Long-winded comment: That article you shared references the “Utah Legal Tender
Act in 2011.” According to the article shared by the Coventry League
Blogentary, Utah is one of only six (6) states with gold/silver legal tender
laws. The most recent state is West Virginia (2019).

Indeed, jurisdictions that enable a system – secondary or primary – that
permits a free market for money/currency (paper/physical — such as the
GoldBack or even digital) backed by publicly visible/verifiable stashes of
physical gold/silver will be at a noticeable advantage to jurisdictions that
only permit centrally-controlled currencies backed by the “full faith and
credit” of the issuer (i.e, nothing; an ephemeral notion).
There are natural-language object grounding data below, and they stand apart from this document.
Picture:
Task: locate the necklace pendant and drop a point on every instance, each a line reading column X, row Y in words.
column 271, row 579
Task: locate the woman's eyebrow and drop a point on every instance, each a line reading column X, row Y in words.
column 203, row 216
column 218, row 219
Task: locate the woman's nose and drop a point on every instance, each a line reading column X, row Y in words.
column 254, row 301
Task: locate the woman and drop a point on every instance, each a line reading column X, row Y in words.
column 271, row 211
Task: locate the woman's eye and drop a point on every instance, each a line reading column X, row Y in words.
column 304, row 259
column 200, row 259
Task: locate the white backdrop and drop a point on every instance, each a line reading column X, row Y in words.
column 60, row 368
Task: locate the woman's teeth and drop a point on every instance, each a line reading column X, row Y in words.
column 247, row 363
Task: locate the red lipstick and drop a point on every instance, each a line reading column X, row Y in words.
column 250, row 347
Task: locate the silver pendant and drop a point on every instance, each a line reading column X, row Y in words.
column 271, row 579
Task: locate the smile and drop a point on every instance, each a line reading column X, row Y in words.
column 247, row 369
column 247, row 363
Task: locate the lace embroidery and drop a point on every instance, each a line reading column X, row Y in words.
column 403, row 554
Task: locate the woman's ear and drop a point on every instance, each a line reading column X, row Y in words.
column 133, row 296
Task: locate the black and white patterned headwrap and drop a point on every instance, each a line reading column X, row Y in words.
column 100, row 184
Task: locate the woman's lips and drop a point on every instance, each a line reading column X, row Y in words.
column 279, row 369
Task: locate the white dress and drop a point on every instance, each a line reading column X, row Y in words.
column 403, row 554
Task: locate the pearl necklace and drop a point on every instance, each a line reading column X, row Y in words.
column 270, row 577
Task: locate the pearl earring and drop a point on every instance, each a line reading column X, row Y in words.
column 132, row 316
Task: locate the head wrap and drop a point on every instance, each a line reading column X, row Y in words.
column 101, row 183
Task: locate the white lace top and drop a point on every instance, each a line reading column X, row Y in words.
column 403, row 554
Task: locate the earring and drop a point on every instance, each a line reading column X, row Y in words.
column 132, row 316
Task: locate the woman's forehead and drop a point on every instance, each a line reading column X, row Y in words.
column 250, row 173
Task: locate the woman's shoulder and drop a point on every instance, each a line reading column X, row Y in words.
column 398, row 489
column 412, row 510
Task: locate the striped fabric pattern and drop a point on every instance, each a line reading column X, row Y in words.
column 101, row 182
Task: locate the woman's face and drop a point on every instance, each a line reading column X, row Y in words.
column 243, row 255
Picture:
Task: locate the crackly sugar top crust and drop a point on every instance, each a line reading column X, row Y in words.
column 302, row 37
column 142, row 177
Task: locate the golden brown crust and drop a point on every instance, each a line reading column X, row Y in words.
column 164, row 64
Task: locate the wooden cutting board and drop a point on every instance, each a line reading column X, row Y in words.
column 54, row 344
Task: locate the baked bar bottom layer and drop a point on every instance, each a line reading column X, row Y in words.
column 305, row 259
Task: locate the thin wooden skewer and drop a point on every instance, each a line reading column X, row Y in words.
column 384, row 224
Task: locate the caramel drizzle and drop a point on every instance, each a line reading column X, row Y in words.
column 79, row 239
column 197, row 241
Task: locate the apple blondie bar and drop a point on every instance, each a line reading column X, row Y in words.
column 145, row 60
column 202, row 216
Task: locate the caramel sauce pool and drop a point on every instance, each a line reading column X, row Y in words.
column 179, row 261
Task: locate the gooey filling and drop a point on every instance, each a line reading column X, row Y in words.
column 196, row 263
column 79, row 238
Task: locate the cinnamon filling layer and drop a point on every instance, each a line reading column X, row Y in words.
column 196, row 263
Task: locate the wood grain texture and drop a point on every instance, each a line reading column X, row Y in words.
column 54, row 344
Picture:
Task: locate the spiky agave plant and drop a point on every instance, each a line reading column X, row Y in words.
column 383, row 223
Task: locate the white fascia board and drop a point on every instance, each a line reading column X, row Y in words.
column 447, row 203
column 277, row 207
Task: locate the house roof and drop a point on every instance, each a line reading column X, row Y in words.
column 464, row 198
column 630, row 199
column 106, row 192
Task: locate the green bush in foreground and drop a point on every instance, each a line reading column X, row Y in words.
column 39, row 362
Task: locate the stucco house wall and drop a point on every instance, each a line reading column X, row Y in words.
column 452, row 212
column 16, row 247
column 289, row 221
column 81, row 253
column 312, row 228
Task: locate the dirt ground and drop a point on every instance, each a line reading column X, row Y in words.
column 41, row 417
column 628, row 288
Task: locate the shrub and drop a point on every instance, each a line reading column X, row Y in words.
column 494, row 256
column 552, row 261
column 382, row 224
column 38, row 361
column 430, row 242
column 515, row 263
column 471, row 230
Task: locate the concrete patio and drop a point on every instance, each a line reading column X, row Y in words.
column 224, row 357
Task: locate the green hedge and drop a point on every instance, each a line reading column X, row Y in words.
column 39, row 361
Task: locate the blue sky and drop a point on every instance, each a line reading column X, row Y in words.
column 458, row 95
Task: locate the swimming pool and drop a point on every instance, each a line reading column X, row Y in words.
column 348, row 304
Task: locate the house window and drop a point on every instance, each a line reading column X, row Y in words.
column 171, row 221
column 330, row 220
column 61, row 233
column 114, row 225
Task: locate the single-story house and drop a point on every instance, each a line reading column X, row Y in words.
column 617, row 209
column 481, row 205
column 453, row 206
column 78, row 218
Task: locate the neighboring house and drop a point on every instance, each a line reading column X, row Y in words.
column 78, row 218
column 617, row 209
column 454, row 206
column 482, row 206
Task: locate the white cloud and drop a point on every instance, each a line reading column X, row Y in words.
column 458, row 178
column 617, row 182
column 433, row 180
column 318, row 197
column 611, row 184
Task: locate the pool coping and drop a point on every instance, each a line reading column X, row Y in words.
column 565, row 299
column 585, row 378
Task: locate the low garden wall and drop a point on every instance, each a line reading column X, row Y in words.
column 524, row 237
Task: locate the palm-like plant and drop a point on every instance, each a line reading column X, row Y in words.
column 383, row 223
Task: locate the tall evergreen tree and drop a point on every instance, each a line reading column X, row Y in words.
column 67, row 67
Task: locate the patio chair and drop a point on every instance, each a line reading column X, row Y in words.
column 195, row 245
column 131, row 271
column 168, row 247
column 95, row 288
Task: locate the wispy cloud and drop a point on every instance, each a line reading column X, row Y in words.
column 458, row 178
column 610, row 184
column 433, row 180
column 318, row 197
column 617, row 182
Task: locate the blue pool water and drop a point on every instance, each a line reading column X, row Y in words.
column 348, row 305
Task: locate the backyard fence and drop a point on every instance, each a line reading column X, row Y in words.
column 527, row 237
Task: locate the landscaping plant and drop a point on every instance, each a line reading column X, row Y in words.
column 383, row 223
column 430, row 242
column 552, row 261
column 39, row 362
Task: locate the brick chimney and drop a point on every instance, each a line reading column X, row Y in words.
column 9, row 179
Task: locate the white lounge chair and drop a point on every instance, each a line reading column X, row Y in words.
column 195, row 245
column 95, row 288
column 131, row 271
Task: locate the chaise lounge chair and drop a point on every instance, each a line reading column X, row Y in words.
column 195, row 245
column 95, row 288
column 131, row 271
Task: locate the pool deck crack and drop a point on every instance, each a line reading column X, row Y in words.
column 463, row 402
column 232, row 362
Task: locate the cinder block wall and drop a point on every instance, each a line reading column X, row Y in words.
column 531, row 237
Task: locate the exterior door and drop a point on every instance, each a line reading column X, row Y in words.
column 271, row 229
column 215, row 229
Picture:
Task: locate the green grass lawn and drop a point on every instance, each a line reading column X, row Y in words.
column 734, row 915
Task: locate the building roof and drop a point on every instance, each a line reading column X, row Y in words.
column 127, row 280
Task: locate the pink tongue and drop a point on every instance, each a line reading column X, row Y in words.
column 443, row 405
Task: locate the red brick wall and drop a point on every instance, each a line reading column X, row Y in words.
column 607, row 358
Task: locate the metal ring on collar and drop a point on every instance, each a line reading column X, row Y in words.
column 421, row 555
This latter type of
“fiat” currency has similarities to monopoly money with a central banker that
controls the game (globally coordinated central banks peddling fiat like true
charlatans, in our case).

Presently in Canada, the U.S., and some other jurisdictions, individuals may
still legally own silver and gold coins to store a portion of their wealth.

For example, the government-issued Canadian Gold Maple Leaf coin has a face
value of 50 CAN dollars but has a market-value of 1oz of gold (equivalent to
about 2,500 CAN or 2,000 USD). Moreover, people are currently paying 10%-30%
(or 60% as you mentioned) over this spot price to obtain these types of
physical gold coins (or paper backed gold) in the secondary market.

Think of how the purchasing power of fiat currencies has plummeted over the
years. One could walk around with a 1oz gold coin that is smaller than a U.S.
metal dollar coin. However, the former has a purchasing power 2,000x that of
the latter whereby it was only 35x just 50 years ago!

So, in one generation/lifetime (the last 50 years), the U.S. fiat dollar’s
purchasing power relative to gold has plummeted by more than 98%!